Der bisher schwerste Angriff ereignete sich im April dieses Jahres, als 52 Menschen in dem kleinen Dorf Xitaxi ermordet wurden. "Jahrhundertelang lebten die verschiedenen Religionsgemeinschaften hier friedlich miteinander, aber das hat sich geändert", sagte Valói damals der DW. Er befürchte, in Mosambik könnten bald Zustände wie in Somalia herrschen. Die Angreifer werden in Nordmosambik oft als Al-Shabaab bezeichnet - so nennt sich auch die islamistische Miliz in Somalia. Seit 2019 bezeichnen sich die Kämpfer in Mosambik als Teil der Terrororganisation „Islamischer Staat". Experten glauben jedoch, dass die meisten Mitglieder der Gruppe aus Nordmosambik oder aus dem nahen Tansania stammen.

Nur wenigen Beobachtern gelingt es noch, in die ländlichen Gegenden der Provinz Cabo Delgado vorzudringen. Das sei auch auf Regierungstruppen zurückzuführen, die ebenfalls Menschenrechtsverletzungen verübt hätten und dafür keine Zeugen wollten, sagt HRW-Experten Zenaida Machado. Nun stelle die prekäre Sicherheitslage eine weitere Hürde dar.

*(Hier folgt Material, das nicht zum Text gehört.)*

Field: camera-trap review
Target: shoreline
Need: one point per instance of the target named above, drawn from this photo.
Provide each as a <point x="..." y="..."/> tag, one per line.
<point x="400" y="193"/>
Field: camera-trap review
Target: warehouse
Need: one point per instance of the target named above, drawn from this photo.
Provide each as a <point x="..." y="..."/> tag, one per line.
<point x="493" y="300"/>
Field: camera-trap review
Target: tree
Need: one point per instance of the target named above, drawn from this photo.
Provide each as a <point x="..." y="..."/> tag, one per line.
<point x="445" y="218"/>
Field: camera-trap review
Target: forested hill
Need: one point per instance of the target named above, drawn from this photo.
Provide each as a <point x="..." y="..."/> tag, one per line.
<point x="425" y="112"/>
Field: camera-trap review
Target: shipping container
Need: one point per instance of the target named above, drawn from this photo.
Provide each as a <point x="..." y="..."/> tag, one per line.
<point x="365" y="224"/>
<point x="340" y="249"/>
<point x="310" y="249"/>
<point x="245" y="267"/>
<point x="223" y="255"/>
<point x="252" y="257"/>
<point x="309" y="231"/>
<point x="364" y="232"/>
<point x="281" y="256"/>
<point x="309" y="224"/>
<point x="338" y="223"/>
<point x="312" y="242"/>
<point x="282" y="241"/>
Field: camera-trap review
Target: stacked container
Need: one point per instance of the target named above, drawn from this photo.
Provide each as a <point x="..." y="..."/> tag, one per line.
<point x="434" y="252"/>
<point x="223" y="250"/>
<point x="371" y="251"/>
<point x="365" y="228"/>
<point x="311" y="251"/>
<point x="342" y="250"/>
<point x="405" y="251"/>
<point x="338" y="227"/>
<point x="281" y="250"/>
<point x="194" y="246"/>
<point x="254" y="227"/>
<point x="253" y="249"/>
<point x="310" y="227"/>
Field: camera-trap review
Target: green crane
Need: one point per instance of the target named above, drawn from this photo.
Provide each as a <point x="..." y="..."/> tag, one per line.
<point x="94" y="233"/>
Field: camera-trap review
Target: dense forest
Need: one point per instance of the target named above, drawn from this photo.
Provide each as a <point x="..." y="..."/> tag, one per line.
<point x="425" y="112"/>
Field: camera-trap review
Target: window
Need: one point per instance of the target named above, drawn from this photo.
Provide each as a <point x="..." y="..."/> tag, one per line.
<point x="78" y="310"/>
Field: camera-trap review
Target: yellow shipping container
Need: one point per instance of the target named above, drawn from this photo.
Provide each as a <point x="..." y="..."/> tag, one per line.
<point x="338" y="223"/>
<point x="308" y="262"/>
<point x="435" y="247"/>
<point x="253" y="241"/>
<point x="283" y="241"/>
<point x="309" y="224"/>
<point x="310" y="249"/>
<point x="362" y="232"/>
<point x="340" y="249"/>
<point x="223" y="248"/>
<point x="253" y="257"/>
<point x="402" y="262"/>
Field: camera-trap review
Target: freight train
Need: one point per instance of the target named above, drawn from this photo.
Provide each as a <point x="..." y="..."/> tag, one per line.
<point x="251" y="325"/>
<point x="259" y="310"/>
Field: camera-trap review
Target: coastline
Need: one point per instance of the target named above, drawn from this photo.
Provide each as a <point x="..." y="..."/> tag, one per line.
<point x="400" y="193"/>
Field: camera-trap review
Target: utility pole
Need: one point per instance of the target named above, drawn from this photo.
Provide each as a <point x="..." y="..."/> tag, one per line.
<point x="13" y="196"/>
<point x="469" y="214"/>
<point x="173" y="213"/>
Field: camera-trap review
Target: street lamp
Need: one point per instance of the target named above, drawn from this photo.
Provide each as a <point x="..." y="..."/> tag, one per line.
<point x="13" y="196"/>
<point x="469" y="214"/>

Rund 435.000 Menschen sind inzwischen auf der Flucht. Allein in den vergangenen drei Wochen sind 11.000 Menschen in der kleinen Provinzhauptstadt Pemba angekommen. Die Notunterkünfte sind überlaufen, viele versuchen, privat unterzukommen. Teilweise würden 50 Personen in einem Haushalt leben, sagt Machado. Die Flüchtlinge in Pemba böten eine seltene Gelegenheit, an Informationen über Menschenrechtsverletzungen zu kommen. Doch auch das funktioniere meist nur über persönliche Kontakte: Der Staat schirme die Neuankömmlinge so weit wie möglich ab.